L’UE è ancora sulla buona strada per raggiungere gli obiettivi in materia di energie rinnovabili ed efficienza energetica, ma i progressi stanno rallentando

L’Agenzia Europea per l’Ambiente ha recentemente pubblicato l’analisi annuale sui progressi dell’UE verso i suoi obiettivi in materia di energie rinnovabili ed efficienza energetica. L’analisi completa l’edizione 2017 del rapporto annuale dell’Agenzia europea dell’ambiente, Tendenze e proiezioni in Europa – tracciamento dei progressi verso gli obiettivi climatici ed energetici dell’Europa (Trends and Projections in Europe: Tracking progress towards Europe’s climate and energy targets) che fornisce una valutazione aggiornata dei progressi compiuti dall’Unione europea e dai paesi europei nei confronti della mitigazione del clima e degli obiettivi energetici.

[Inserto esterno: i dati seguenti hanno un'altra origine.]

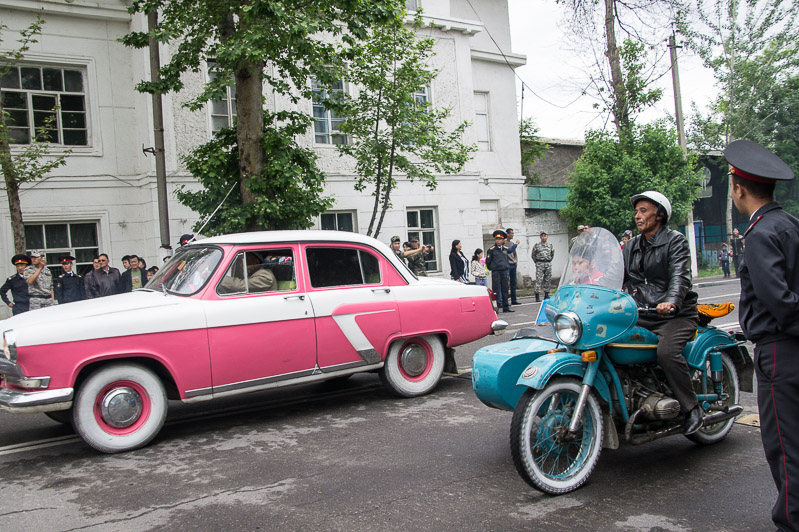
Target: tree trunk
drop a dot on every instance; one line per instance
(12, 190)
(621, 113)
(249, 130)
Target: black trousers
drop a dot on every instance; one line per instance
(777, 370)
(499, 284)
(673, 334)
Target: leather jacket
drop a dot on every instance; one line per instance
(659, 271)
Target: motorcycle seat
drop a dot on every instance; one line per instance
(709, 311)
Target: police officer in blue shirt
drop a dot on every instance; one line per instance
(497, 261)
(768, 311)
(68, 285)
(18, 286)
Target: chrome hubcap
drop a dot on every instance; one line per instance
(121, 407)
(413, 360)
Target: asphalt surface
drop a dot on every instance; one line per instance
(349, 456)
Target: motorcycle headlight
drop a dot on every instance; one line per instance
(568, 327)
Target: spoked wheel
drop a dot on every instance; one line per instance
(413, 366)
(729, 387)
(545, 454)
(120, 407)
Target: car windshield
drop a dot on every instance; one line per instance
(596, 259)
(187, 271)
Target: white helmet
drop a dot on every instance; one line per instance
(655, 197)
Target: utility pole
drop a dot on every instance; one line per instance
(675, 76)
(158, 130)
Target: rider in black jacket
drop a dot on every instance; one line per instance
(658, 275)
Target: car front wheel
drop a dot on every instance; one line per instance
(413, 366)
(120, 407)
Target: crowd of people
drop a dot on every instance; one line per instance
(34, 286)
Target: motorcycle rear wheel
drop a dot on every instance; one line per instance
(708, 435)
(541, 457)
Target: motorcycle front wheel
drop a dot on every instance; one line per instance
(729, 385)
(545, 455)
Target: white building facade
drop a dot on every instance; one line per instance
(104, 199)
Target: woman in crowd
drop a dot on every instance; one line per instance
(478, 267)
(459, 264)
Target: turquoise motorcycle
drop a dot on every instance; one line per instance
(598, 383)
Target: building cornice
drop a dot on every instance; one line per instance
(76, 8)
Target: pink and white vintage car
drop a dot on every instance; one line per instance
(235, 314)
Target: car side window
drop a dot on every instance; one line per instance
(256, 271)
(330, 266)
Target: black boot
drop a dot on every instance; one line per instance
(693, 421)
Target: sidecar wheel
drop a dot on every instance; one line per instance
(541, 458)
(716, 433)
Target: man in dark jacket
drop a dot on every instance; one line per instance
(68, 285)
(134, 277)
(657, 273)
(104, 281)
(768, 312)
(18, 286)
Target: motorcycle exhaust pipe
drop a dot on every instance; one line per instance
(710, 419)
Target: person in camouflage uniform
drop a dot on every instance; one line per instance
(420, 254)
(543, 254)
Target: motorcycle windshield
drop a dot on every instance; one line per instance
(595, 259)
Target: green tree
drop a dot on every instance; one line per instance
(751, 49)
(29, 162)
(613, 169)
(532, 149)
(391, 131)
(297, 41)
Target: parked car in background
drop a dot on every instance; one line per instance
(235, 314)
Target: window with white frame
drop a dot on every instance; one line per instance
(327, 123)
(57, 239)
(222, 111)
(338, 221)
(482, 121)
(422, 224)
(489, 212)
(48, 101)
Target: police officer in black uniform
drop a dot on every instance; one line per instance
(68, 285)
(18, 286)
(769, 307)
(497, 261)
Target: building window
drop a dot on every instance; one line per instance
(489, 212)
(482, 121)
(338, 221)
(45, 100)
(59, 239)
(422, 224)
(327, 123)
(222, 111)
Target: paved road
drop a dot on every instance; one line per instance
(349, 456)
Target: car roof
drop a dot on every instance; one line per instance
(274, 237)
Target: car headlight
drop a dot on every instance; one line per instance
(568, 327)
(10, 345)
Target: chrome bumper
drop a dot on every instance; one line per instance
(33, 402)
(499, 326)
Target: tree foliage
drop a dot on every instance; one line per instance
(284, 43)
(391, 132)
(28, 162)
(613, 169)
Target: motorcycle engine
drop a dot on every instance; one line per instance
(658, 406)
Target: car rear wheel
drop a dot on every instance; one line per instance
(413, 366)
(120, 407)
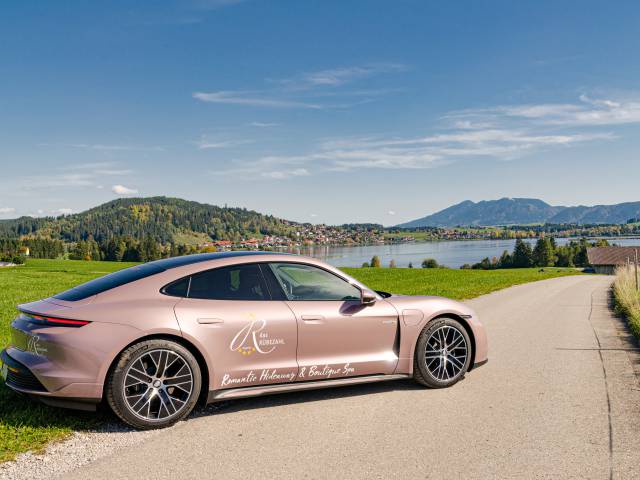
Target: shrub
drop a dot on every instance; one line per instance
(627, 298)
(430, 263)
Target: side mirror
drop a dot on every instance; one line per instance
(367, 297)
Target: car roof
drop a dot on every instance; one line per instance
(167, 263)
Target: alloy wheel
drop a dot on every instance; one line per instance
(446, 353)
(158, 385)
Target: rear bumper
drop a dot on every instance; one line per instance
(19, 378)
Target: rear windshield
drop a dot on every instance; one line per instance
(110, 281)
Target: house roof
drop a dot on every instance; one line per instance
(612, 255)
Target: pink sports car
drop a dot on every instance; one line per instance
(154, 339)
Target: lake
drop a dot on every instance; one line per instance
(452, 253)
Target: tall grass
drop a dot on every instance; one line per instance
(627, 297)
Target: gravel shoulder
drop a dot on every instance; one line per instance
(559, 398)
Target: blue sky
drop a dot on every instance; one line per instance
(320, 111)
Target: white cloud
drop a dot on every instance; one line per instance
(283, 174)
(304, 89)
(501, 132)
(244, 98)
(264, 124)
(104, 147)
(335, 77)
(122, 190)
(206, 143)
(76, 175)
(587, 112)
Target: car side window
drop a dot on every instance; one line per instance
(306, 282)
(236, 282)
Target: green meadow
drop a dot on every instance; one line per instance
(28, 425)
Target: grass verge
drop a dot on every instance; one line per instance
(627, 297)
(457, 284)
(29, 425)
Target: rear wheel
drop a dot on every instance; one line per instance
(443, 353)
(154, 384)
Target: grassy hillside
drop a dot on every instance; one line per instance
(29, 425)
(627, 298)
(457, 284)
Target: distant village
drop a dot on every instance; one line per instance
(307, 235)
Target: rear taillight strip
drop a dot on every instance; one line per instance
(55, 321)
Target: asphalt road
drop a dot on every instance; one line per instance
(559, 398)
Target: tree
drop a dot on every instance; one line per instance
(522, 254)
(484, 264)
(580, 258)
(543, 254)
(506, 261)
(564, 256)
(429, 263)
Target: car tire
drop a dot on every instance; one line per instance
(436, 364)
(154, 384)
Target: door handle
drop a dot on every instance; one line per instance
(209, 321)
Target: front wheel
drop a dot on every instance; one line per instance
(443, 353)
(154, 384)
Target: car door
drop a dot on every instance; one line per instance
(338, 336)
(250, 339)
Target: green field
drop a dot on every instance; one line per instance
(457, 284)
(28, 425)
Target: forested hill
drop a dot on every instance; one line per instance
(164, 219)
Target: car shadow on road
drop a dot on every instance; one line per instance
(292, 398)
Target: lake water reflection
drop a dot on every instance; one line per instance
(450, 253)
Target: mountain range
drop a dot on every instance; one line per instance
(523, 211)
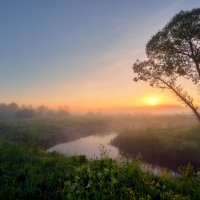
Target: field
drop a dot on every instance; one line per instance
(27, 171)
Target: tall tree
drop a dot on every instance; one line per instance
(174, 52)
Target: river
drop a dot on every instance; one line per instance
(90, 146)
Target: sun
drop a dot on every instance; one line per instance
(152, 101)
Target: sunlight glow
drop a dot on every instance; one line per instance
(152, 101)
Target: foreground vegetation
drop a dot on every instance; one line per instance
(168, 147)
(31, 173)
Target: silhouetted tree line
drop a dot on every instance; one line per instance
(14, 111)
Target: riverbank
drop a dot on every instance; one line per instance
(167, 147)
(31, 173)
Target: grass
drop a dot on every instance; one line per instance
(168, 147)
(46, 133)
(31, 173)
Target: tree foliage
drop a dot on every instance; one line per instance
(174, 52)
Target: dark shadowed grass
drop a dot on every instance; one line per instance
(168, 147)
(31, 173)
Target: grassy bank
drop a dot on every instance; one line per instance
(30, 173)
(49, 132)
(168, 147)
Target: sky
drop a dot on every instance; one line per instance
(79, 53)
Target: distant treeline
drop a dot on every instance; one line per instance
(14, 111)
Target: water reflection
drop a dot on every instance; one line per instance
(88, 146)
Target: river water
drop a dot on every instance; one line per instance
(90, 146)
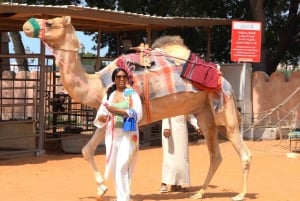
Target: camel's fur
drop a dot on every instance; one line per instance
(88, 89)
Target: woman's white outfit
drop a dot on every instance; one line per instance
(121, 146)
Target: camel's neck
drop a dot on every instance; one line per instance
(75, 80)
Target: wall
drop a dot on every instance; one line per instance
(275, 101)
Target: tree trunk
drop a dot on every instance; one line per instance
(19, 49)
(4, 62)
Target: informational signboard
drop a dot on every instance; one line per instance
(245, 41)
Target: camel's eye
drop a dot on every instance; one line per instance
(48, 24)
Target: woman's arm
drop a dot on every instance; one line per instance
(102, 116)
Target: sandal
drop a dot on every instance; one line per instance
(178, 188)
(174, 188)
(163, 188)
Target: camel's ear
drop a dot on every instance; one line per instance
(67, 19)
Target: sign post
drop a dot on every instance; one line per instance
(245, 41)
(245, 47)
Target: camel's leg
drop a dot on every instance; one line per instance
(88, 152)
(232, 127)
(209, 130)
(245, 156)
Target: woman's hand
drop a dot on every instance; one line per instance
(115, 110)
(103, 118)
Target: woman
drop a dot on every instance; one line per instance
(175, 165)
(121, 146)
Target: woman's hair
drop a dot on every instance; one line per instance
(113, 78)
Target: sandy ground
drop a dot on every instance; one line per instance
(67, 177)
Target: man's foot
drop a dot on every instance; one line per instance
(163, 188)
(178, 188)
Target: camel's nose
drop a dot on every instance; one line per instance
(28, 29)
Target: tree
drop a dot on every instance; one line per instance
(16, 38)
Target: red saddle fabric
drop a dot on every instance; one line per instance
(202, 74)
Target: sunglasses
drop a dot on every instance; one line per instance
(121, 76)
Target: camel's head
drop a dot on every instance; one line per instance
(52, 31)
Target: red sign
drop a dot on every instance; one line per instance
(245, 41)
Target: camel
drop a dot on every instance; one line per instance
(88, 89)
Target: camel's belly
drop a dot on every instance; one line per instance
(173, 105)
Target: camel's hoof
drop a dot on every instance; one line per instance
(101, 192)
(99, 198)
(197, 196)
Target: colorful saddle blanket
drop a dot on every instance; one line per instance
(164, 77)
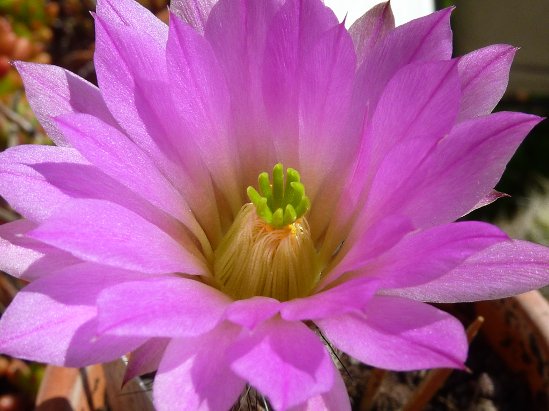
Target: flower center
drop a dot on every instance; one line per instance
(268, 251)
(280, 203)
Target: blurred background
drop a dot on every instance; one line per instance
(61, 33)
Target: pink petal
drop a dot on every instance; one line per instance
(113, 153)
(285, 361)
(503, 270)
(434, 185)
(348, 297)
(335, 399)
(324, 103)
(421, 100)
(106, 233)
(194, 373)
(399, 334)
(134, 15)
(375, 240)
(252, 311)
(37, 180)
(295, 34)
(122, 57)
(484, 75)
(136, 90)
(146, 358)
(53, 91)
(417, 108)
(53, 319)
(166, 307)
(194, 12)
(25, 188)
(203, 103)
(237, 32)
(26, 258)
(492, 196)
(371, 28)
(430, 253)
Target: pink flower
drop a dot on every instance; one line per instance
(138, 234)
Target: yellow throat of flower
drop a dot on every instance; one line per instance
(268, 251)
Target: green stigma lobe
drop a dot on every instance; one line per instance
(282, 201)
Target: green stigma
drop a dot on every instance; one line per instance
(282, 201)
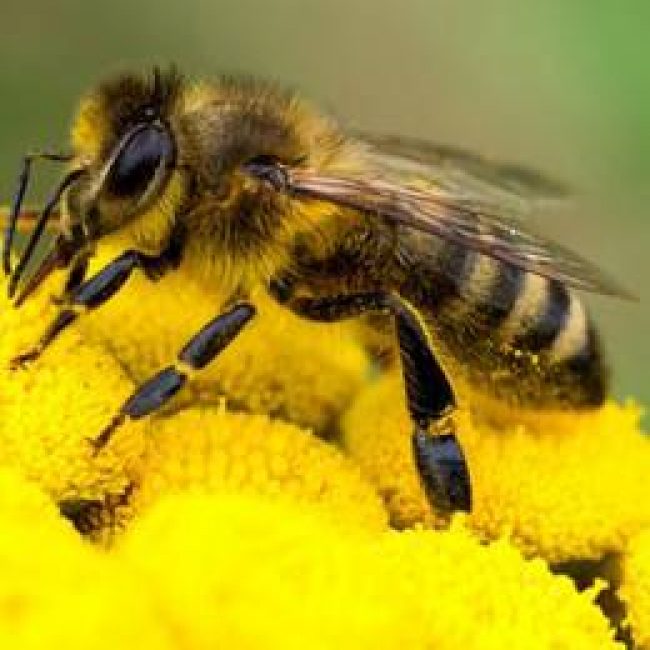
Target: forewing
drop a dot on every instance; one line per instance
(459, 170)
(494, 229)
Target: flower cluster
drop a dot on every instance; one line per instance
(274, 502)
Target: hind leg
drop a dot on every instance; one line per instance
(430, 398)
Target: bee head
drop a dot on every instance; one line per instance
(126, 148)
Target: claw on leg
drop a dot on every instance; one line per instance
(443, 470)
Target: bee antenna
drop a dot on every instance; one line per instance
(23, 182)
(35, 237)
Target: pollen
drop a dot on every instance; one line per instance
(217, 451)
(243, 571)
(255, 511)
(635, 588)
(51, 409)
(279, 365)
(573, 489)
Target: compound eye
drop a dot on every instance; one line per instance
(135, 166)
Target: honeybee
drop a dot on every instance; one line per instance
(246, 184)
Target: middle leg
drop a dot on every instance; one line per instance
(202, 348)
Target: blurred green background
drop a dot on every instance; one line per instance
(564, 86)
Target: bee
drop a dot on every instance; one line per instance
(245, 184)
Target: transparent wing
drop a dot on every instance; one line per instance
(455, 169)
(493, 228)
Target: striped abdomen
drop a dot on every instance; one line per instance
(515, 335)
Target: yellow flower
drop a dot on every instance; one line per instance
(243, 572)
(220, 451)
(635, 588)
(280, 364)
(59, 592)
(49, 410)
(573, 489)
(242, 529)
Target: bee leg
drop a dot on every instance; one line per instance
(430, 398)
(197, 353)
(81, 296)
(84, 514)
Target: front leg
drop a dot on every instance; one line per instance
(199, 351)
(81, 296)
(430, 398)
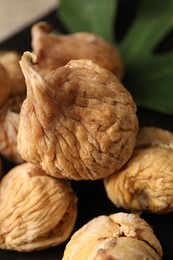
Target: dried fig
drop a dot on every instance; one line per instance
(9, 123)
(117, 236)
(5, 84)
(55, 51)
(145, 182)
(10, 60)
(77, 122)
(37, 211)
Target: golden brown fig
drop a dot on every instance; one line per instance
(37, 211)
(10, 60)
(9, 123)
(146, 181)
(0, 168)
(5, 85)
(78, 122)
(118, 236)
(55, 51)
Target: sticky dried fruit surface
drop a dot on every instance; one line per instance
(5, 85)
(118, 236)
(78, 122)
(10, 61)
(146, 181)
(37, 211)
(55, 51)
(9, 123)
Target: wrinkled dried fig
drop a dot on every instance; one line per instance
(146, 181)
(78, 122)
(9, 123)
(10, 60)
(0, 168)
(55, 51)
(118, 236)
(5, 85)
(37, 211)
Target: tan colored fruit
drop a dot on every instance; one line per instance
(118, 236)
(9, 123)
(146, 181)
(78, 122)
(10, 61)
(55, 51)
(37, 211)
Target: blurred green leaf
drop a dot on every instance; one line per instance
(153, 21)
(148, 76)
(95, 16)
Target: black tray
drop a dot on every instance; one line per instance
(92, 197)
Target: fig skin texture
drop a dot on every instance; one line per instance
(117, 236)
(145, 182)
(5, 85)
(10, 61)
(77, 122)
(9, 123)
(55, 51)
(37, 210)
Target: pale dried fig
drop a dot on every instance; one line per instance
(146, 181)
(5, 85)
(118, 236)
(78, 122)
(10, 60)
(55, 51)
(37, 211)
(0, 168)
(9, 123)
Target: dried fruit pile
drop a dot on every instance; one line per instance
(65, 115)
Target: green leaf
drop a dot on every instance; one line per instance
(149, 76)
(96, 16)
(153, 21)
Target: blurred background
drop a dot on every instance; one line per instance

In base all’analisi l’Unione europea (UE) e la maggior parte dei suoi Stati membri sono sulla buona strada per raggiungere i loro obiettivi del 2020 in materia di energie rinnovabili ed efficienza energetica. Tuttavia, i recenti aumenti del consumo di energia stanno rallentando i progressi, secondo una nuova analisi dell’Agenzia europea dell’ambiente (AEA). L’analisi dell’AEA chiede agli Stati membri di tenere sotto controllo il consumo di energia, in particolare in periodi di crescita economica, e di accelerare la decarbonizzazione del sistema energetico dell’UE.

Secondo i dati preliminari dell’AEA la quota delle energie rinnovabili nel mix energetico dell’UE continua a crescere, raggiungendo una quota stimata del 16,9% del consumo finale lordo di energia dell’UE nel 2016. Il ritmo complessivo di crescita e diffusione dell’energia da fonti rinnovabili nell’ UE a partire dal 2005 sarebbe sufficiente per raggiungere l’obiettivo del 20% di consumo di energia rinnovabile entro il 2020 e per  aumentare tale percentuale almeno del 27% entro il 2030. Tuttavia, la crescita delle energia da fonti rinnovabili nel 2015 e Il 2016 è stato più lento rispetto agli anni precedenti.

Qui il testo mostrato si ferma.